Erdoğan’ın açıklamalarından satır başları:
“Şu gerçeğin altını bir kez daha çizmek istiyorum. AK Parti resmen kurulduğu 14 Ağustos 2001 tarihinden bugüne kadar sadece girdiği her seçimi kazanmakla kalmamış milletimizin gönlündeki yerini de sürekli güçlendirmiştir. Bu gücün en müşahhas tezahürlerinden birini üye sayımızda görmek mümkündür. Kuruluşumuzun ardından girdiğimiz ilk seçim yılı olan 2002’de üye sayımız 400 binler seviyesindeydi. Bir sonraki seçim yılı olan 2007’de üye sayımız 1 milyon 350 bine yükseldi. Ardından 2011’de üye sayımız 4,4 milyonu buldu. 2015 yılında üye sayımız 9 milyonun üzerine, 2018 yılında 10 milyon sınırına çıktı. Yargıtay Başsavcılığı tarafından açıklanan kayıtlara göre 2023 yılına 11 milyon 241 bin üyeyle girdik.
Diğer partilerin üye sayılarını vereceğim. İsterseniz 3 ile çarpın AK Parti’nin sayısına yetişemez. Cumhuriyet tarihimiz boyunca bir siyasi partinin erişebildiği en yüksek üyeye sahibiz. Rekor üye sayısına ulaşmak elbette kolay değildir. Aradan geçen 21 yıla rağmen ilk günkü inançla çalışarak bu başarıya ulaştık. Her inançtan, her kökenden insanımızla topyekün milletimizi kendine ve devletine güvenen bir dünya gücü haline getirmek en büyük şeref payemizdir. Üye çalışmalarımızı sürekli daha yukarıya taşımakta kararlıyız. Dünyadaki ve bölgedeki her gelişme ülkemizi de etkiliyor. Türkiye’nin diğer ülkelerden farkı altyapıya sahip olmasıdır.

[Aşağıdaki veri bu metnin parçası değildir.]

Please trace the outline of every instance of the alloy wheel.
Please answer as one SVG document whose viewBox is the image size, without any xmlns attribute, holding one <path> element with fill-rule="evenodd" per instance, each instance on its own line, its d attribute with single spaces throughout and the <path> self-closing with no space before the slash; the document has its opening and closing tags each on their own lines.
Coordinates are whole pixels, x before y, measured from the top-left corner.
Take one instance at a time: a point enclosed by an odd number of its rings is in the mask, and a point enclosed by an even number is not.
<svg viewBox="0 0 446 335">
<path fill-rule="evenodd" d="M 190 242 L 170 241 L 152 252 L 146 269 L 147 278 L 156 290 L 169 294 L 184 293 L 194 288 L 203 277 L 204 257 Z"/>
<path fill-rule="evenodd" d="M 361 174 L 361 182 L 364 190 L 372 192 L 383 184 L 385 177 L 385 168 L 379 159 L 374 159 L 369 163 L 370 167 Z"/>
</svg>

2012, 2013, 2014 yıllarında milli gelirimizden enflasyona, faiz oranlarından, büyük projelerin ritmine kadar tarihi bir yükseliş yakalamıştık. Gezi olayları bahanesiyle önümüzde konan talepler ile Türkiye’ye dur ikazı yaptılar. 17-25 Aralık’ta kumpaslar devreye sokuldu. Ordu içine sızdırdıkları hainlerle başlattıkları 15 Temmuz darbesi de milletimizin sinesine çarpıp akamete uğradı. Kovid-19 salgınıyla başlayan süreç, uzunca bir süredir bizi köşeye sıkıştırmaya, diz çöktürmeye çalışanların aslında nasıl bir kırılgan siyasi mimariye sahip olduğunu gösterdi.
Bu sabah Sayın Putin ile bir görüşme oldu, etraflıca savaşı ele aldık. Bunun yanında bölgede neler yapabileceğimizi konuştuk. Suriye’deki gelişmeler, Rusya-Türkiye-Suriye olan bakanlarımızın bir araya gelişiyle bir süreç başlattık. Dışişleri Bakanlarımızı 3’lü olarak bir araya getireceğiz. Daha sonra da liderler olarak bir araya geleceğiz.”